Un día apareció de visita la "señora de gris". Ni la quería, ni la esperaba. Justo después supo que tenía que escapar. De madrugada, cogió un colchón y se tiró desde la entrada del reformatorio. Era pequeña y el mundo exterior, desconocido. La pillaron y regresó, pero volvió a intentarlo. Allí y también en Valladolid, ciudad a la que fue trasladada después. Nunca supo por qué la llevaban de "colegio en colegio". Distinta localización, sí, pero mismas monjas y mismo reformatorio. La misma oscuridad, los mismos trabajos, las mismas manos sueltas que asomaban los mismos hábitos. Vuelta a la mala costumbre de huir y vuelta a un nuevo reformatorio. Así, hasta que un día, su padre adoptivo le dio un consejo: "Búscate la vida". Puede que lo hiciera para alejarla, de una vez, de la "señora de gris" y de la vida de los reformatorios. Lo que sucedió a partir de entonces tampoco fue fácil, pero sucedió al otro lado de esas ventanas altas con barrotes.
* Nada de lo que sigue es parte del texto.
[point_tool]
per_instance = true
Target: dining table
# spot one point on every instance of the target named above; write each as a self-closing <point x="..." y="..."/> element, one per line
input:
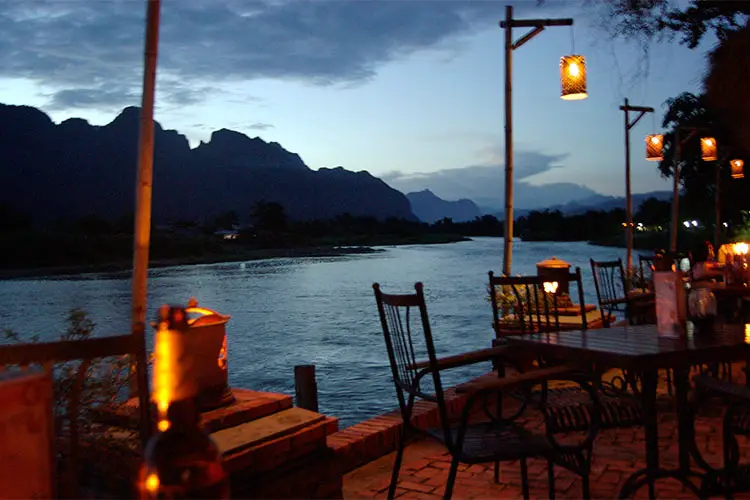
<point x="642" y="351"/>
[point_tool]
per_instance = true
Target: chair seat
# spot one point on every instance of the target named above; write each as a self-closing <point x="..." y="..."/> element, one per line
<point x="568" y="409"/>
<point x="491" y="441"/>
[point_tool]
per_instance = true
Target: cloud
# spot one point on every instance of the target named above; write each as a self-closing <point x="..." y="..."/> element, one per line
<point x="260" y="126"/>
<point x="97" y="47"/>
<point x="484" y="184"/>
<point x="475" y="181"/>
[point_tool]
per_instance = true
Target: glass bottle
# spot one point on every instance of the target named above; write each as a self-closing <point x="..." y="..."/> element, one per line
<point x="181" y="460"/>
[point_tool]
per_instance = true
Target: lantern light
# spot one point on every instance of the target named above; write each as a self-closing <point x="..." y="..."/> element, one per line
<point x="654" y="147"/>
<point x="737" y="169"/>
<point x="708" y="148"/>
<point x="573" y="78"/>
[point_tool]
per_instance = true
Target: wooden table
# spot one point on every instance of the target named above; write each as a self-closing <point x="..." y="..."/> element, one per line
<point x="640" y="349"/>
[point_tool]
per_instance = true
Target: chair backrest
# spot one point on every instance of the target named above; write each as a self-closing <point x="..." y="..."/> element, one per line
<point x="646" y="263"/>
<point x="611" y="290"/>
<point x="532" y="304"/>
<point x="402" y="317"/>
<point x="47" y="354"/>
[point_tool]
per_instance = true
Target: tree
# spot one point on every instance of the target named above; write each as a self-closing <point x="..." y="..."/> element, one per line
<point x="645" y="20"/>
<point x="727" y="86"/>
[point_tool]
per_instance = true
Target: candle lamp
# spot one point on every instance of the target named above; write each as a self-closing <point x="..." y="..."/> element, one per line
<point x="737" y="271"/>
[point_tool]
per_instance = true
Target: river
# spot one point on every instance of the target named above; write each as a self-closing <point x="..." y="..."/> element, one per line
<point x="321" y="311"/>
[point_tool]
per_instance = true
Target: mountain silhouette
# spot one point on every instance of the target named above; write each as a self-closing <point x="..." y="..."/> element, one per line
<point x="75" y="169"/>
<point x="430" y="208"/>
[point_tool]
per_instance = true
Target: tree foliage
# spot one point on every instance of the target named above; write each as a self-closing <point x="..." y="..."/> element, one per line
<point x="727" y="87"/>
<point x="646" y="20"/>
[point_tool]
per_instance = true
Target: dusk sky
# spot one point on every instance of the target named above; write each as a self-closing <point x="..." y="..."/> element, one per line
<point x="411" y="91"/>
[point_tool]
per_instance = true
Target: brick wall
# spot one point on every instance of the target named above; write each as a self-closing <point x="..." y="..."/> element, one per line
<point x="378" y="436"/>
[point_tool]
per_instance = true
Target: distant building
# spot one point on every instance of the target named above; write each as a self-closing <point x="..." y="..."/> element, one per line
<point x="228" y="234"/>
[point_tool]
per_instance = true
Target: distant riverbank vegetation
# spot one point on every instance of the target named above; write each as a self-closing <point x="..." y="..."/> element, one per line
<point x="93" y="244"/>
<point x="651" y="226"/>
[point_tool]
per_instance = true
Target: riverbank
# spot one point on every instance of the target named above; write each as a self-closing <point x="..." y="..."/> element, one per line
<point x="236" y="253"/>
<point x="247" y="255"/>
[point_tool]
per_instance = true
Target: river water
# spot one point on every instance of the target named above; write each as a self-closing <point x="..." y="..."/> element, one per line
<point x="318" y="311"/>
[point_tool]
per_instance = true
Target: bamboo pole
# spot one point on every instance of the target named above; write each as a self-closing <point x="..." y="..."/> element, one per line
<point x="508" y="212"/>
<point x="144" y="182"/>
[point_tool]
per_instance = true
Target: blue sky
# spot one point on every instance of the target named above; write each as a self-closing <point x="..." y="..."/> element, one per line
<point x="410" y="90"/>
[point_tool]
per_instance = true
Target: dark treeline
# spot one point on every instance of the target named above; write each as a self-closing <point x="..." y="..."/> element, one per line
<point x="95" y="243"/>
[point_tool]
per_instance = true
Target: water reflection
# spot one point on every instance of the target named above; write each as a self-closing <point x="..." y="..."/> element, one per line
<point x="318" y="310"/>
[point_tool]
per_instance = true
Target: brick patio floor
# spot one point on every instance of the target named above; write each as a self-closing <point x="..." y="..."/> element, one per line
<point x="617" y="454"/>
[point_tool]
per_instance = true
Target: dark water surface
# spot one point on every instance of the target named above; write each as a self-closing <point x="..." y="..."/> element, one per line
<point x="307" y="310"/>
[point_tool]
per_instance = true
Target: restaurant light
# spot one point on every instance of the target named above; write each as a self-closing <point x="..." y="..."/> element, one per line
<point x="737" y="169"/>
<point x="573" y="78"/>
<point x="654" y="147"/>
<point x="708" y="148"/>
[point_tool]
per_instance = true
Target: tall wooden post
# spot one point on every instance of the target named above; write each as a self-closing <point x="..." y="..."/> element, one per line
<point x="508" y="213"/>
<point x="717" y="207"/>
<point x="142" y="229"/>
<point x="537" y="26"/>
<point x="675" y="193"/>
<point x="628" y="197"/>
<point x="642" y="110"/>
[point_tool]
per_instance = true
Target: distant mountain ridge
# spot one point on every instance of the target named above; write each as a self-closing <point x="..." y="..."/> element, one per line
<point x="76" y="169"/>
<point x="430" y="208"/>
<point x="596" y="202"/>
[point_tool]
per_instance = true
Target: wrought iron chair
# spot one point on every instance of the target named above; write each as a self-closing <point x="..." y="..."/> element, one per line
<point x="611" y="290"/>
<point x="468" y="441"/>
<point x="567" y="408"/>
<point x="733" y="476"/>
<point x="646" y="264"/>
<point x="68" y="431"/>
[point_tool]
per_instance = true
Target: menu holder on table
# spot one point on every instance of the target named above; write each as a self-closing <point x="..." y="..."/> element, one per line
<point x="27" y="435"/>
<point x="671" y="303"/>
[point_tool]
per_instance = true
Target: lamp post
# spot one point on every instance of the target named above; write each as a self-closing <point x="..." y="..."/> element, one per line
<point x="736" y="171"/>
<point x="641" y="110"/>
<point x="144" y="181"/>
<point x="709" y="149"/>
<point x="576" y="71"/>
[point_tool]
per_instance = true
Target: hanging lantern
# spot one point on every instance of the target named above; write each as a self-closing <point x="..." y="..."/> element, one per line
<point x="573" y="78"/>
<point x="708" y="148"/>
<point x="654" y="146"/>
<point x="737" y="169"/>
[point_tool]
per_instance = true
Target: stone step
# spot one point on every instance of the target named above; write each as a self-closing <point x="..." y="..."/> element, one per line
<point x="248" y="405"/>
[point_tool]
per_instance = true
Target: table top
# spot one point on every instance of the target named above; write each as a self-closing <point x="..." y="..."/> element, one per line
<point x="721" y="288"/>
<point x="640" y="346"/>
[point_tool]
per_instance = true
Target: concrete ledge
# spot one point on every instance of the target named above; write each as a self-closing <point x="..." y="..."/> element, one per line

La historia de Fátima Díez —y todo lo que queda aquí por contar— se recoge en su libro La gravedad de las lágrimas. Un relato que nace con el apoyo de esas mujeres a las que llama "hermanas", mujeres como Consuelo García del Cid o Marije López, ambas también escritoras, gracias a quienes, a los 48 años, Díez fue realmente consciente de lo que había vivido. Escribir ese libro fue "una necesidad", según cuenta, para explicarles todo lo vivido a su hija e hijo, pero también para situarse en la lucha contra el avance de los movimientos de ultraderecha en el Estado español. Para que ninguna mujer tenga que volver a pasar por lo que pasaron ella y sus "hermanas".